Unified FP8: Beyond Mixed Precision, Achieving Stable Accelerated MoE RL Training

Feb 4, 2026 785 Views - Read Source LMSYS

LMSYS FP8 RL训练 MoE模型低精度计算 Tensor Cores

TL;DR: We implemented an end-to-end FP8 sampling and training pipeline for RL. Experiments show that for MoE models, using BF16 training with FP8 rollout leads to severe train-inference inconsistency as model size increases. Unified FP8 for both training and rollout effectively eliminates quantization-induced train-inference inconsistency, improving RL training speed and stability.

The SGLang RL team and Miles community have conducted interesting explorations in RL training stability and acceleration, including aligning SGLang and FSDP backends to achieve strict zero KL divergence, and Speculative Decoding combined with online SFT for draft models.

Building on this, we share a new advancement balancing stability and performance—end-to-end FP8 RL training and sampling pipeline.
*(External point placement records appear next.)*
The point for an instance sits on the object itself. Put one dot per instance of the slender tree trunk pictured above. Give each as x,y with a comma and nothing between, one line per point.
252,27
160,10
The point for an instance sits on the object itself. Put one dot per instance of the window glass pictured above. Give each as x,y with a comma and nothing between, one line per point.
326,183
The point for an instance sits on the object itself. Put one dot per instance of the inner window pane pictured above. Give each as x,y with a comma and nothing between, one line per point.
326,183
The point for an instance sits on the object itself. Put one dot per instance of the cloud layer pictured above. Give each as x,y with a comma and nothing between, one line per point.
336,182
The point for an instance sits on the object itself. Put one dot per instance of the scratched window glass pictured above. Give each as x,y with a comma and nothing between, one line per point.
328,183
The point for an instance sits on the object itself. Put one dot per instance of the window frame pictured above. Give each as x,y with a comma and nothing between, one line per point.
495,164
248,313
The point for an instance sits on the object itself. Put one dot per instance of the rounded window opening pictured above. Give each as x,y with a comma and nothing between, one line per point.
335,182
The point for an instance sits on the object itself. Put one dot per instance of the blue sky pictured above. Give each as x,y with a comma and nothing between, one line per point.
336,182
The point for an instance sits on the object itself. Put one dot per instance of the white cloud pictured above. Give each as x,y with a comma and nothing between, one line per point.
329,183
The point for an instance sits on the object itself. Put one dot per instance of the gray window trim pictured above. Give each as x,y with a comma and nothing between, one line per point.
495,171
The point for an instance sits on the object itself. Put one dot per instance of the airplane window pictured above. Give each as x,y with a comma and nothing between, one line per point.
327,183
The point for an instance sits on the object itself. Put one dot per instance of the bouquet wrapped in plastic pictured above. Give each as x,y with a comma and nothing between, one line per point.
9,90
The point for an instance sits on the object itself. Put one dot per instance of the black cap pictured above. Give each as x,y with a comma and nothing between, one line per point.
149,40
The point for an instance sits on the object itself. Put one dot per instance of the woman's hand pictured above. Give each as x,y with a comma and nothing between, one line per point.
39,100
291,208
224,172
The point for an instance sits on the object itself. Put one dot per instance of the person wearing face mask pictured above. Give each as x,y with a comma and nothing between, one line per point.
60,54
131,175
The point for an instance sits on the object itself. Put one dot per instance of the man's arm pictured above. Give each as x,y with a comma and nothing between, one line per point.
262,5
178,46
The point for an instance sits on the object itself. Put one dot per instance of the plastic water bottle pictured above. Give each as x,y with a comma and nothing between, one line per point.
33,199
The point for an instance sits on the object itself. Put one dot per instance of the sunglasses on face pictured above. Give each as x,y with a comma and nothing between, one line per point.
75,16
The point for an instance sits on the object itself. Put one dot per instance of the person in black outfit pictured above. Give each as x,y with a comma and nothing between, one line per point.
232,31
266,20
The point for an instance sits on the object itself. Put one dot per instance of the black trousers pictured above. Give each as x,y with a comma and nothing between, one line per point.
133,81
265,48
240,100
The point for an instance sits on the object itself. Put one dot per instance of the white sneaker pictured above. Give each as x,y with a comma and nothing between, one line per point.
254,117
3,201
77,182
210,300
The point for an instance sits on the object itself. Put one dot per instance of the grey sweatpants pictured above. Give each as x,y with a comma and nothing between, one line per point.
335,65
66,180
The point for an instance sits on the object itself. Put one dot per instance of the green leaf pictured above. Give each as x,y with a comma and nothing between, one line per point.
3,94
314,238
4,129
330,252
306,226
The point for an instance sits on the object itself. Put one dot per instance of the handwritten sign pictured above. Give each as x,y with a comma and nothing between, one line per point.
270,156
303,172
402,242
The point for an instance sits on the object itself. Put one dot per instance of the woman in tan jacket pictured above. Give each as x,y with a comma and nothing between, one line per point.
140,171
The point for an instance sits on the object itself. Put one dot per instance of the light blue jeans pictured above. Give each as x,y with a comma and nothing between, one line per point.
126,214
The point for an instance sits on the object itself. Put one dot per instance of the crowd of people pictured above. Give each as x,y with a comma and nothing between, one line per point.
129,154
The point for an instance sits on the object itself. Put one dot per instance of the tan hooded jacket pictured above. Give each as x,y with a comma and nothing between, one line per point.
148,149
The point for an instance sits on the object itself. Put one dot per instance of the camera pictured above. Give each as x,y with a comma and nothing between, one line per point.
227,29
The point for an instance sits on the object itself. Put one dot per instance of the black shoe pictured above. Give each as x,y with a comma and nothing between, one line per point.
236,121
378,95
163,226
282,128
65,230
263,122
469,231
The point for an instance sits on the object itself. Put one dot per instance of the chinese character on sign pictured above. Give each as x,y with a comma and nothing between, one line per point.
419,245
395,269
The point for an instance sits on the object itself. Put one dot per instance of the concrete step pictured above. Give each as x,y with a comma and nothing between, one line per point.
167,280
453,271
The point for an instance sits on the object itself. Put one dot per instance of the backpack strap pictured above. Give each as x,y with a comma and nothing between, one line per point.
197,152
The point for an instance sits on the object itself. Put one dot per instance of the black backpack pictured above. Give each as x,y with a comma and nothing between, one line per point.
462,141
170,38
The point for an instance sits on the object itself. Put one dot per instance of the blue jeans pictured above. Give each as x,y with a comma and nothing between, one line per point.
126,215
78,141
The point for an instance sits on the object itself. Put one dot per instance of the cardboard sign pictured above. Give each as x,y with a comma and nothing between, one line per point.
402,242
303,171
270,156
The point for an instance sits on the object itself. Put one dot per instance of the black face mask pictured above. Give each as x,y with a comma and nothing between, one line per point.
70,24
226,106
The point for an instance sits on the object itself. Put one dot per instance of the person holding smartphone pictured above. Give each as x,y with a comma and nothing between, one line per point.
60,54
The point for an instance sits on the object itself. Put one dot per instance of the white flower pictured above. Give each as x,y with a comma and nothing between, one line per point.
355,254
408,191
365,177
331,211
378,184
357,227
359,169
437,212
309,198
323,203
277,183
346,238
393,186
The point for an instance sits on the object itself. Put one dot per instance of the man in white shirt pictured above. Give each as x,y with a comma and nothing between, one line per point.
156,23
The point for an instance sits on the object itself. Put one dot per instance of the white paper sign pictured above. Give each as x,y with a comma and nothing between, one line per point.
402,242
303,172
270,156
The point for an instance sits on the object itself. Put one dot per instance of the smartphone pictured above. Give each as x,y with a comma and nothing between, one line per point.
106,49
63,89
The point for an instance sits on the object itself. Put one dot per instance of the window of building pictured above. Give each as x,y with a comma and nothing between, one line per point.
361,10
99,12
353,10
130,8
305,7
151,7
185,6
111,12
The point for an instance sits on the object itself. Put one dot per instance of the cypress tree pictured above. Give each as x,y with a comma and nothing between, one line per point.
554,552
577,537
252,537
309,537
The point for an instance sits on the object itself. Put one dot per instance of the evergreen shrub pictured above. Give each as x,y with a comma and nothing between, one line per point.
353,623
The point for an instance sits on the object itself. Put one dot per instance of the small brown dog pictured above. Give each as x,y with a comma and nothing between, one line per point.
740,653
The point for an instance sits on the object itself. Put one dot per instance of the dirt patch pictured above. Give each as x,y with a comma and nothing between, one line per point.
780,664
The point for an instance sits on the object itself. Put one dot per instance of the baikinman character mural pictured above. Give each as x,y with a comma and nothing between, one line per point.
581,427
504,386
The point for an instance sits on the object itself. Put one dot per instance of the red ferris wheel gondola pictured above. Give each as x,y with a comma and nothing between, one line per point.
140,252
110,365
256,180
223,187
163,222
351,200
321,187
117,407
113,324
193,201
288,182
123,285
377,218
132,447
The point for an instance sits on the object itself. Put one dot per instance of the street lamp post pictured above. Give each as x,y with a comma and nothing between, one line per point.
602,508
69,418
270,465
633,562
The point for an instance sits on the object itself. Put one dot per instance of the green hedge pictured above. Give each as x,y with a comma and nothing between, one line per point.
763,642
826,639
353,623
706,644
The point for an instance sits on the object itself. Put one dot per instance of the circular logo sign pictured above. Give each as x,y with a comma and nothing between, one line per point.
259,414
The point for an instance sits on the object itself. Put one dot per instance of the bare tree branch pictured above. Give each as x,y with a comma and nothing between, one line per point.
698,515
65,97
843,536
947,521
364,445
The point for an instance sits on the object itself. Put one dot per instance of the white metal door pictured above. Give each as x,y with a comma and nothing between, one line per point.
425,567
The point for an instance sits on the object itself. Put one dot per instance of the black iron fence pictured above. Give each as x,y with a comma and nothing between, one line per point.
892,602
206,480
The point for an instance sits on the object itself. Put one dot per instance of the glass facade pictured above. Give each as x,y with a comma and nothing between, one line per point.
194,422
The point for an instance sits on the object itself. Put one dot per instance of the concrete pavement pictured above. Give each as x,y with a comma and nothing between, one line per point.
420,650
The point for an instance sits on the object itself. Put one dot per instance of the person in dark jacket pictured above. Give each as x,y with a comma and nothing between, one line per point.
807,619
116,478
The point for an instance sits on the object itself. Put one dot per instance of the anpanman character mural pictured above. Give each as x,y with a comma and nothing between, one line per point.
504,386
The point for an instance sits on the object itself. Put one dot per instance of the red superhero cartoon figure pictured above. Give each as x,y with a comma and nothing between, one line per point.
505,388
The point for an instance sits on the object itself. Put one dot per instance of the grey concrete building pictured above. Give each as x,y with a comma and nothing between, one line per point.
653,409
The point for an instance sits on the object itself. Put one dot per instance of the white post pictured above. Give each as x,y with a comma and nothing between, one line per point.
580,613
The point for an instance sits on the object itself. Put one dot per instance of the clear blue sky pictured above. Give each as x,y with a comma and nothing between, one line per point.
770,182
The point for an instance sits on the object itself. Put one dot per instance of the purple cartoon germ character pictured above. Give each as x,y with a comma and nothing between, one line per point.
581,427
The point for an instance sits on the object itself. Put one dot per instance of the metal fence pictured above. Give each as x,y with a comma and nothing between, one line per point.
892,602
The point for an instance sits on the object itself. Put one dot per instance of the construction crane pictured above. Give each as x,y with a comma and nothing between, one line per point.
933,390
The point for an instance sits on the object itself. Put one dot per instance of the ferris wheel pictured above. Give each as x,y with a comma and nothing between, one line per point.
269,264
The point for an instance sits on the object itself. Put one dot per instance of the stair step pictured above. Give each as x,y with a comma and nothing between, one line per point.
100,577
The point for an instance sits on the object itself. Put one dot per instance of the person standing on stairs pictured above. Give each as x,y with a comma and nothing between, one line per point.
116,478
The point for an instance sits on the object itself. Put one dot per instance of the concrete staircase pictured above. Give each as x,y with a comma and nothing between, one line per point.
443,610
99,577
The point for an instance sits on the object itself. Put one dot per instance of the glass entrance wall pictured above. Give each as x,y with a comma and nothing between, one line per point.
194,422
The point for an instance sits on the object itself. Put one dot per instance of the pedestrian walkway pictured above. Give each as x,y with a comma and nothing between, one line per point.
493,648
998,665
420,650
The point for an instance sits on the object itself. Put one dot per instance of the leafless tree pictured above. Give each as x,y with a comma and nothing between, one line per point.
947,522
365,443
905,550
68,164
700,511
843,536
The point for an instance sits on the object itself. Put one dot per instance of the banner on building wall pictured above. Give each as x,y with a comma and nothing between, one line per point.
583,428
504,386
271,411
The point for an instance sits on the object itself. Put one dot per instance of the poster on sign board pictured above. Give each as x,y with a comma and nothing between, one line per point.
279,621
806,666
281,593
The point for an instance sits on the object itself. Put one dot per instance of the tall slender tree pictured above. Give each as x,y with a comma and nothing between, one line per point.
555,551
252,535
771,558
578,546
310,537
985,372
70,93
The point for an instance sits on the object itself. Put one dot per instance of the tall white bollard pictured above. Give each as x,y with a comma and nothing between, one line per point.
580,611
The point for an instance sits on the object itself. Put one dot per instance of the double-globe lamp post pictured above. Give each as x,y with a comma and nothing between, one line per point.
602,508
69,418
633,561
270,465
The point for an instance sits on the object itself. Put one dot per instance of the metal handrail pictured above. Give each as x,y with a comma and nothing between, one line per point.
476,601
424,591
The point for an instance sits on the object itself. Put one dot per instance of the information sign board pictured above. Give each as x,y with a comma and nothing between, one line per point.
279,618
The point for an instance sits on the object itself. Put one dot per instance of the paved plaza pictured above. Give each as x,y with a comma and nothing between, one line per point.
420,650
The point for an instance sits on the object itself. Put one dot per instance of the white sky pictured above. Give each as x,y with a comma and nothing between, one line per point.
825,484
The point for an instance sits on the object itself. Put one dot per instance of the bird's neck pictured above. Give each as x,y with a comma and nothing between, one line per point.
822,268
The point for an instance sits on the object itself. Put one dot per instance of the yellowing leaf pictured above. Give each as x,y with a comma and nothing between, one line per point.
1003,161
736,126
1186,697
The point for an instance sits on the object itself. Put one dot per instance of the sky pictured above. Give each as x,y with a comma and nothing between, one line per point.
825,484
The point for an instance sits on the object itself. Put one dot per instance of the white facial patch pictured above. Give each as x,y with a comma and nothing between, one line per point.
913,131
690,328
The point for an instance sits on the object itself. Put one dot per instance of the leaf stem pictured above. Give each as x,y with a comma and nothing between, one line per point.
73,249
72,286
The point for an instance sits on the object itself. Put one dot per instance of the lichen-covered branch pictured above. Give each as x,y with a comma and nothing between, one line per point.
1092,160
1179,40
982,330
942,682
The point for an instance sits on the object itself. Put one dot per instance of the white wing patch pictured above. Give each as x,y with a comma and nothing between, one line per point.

The miles framework has fully supported FP8 RL training for Qwen3-4B and Qwen3-30B-A3B (details here), ready to use out of the box.

This work was jointly completed by InfiXAI Team, Ant Group AQ Team, SGLang RL Team, and Miles Team. Special thanks to Verda Cloud for computational support and NVIDIA for technical support on Transformer Engine (TE).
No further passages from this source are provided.